Gil Carroll, Adam Soloway and Josh Winestock are the names behind the up-and-coming record label Real Love Winnipeg.
Winestock says the local imprint started in 2012 for simple reasons.
“We wanted to bring a bunch of bands together, have a fun time at the cottage and put together a record.
“It began as an idea in the summer to get a bunch of bands together and make an album at Gil’s cottage in Winnipeg Beach,” Soloway adds. “We decided that the album was going to be called Beach Station Blues.”
Recorded in the summer of 2012, Beach Station Blues was released with a party at the Royal George Hotel in December.
The album features over 25 Manitoba musicians, including The Hoots, Spirit Children and Poorboy.
Now, Real Love Winnipeg is ready to release Beach Station Blues II , which was recorded over a weekend in June – the studio again being Caroll’s family cabin.
Soloway says there were close to 70 artists that came through the cabin that weekend.
What’s incredible about the Real Love Winnipeg project is, appropriately, the amount of love going into it.
While some of the musicians were inside recording Beach Station Blues II, an impromptu jam session outside the cabin resulted in another separate album, dubbed The Deck Sessions 2013.
“Musicians were jamming outside because they love doing it and they started recording it. We ended up releasing 11 tracks from The Deck Sessions 2013.”
While the first Beach Station Blues was well-received, the Real Love gang believes the second has more promise.
“As a whole, we think that the second album is way better.
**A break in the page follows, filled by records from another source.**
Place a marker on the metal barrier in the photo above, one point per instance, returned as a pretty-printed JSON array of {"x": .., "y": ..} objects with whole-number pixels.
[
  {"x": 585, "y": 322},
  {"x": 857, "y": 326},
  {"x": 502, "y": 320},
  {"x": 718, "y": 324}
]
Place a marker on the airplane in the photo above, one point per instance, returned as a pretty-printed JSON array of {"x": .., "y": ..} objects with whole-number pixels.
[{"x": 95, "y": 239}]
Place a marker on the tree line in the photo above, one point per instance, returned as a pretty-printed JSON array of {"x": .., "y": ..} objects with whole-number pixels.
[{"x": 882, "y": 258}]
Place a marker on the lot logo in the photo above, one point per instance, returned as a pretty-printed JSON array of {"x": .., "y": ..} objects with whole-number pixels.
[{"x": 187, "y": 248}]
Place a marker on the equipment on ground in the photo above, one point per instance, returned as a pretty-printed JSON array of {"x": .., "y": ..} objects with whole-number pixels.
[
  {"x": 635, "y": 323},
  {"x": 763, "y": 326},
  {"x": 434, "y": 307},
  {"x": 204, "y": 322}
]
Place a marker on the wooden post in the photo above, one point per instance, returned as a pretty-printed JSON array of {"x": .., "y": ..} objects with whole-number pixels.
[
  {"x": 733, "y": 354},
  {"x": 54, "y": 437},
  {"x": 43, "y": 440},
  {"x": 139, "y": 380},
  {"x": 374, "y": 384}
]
A thousand times better,” Soloway says.
“All the bands that played again were a year better,” Caroll says, adding the record’s enormous guest list including Yes We Mystic, Animal Teeth, and Naysa.
In addition to showcasing a diverse mix of Manitoba music, Caroll says another important aspect of Real Love Winnipeg is the sense of community it’s helping foster.
“Now, all these musicians know each other,” he says. “They’re on the same album, they get to play the same shows together and they’re able to support each other. I don’t want to label us as a collective, but everyone feels a sense of community.”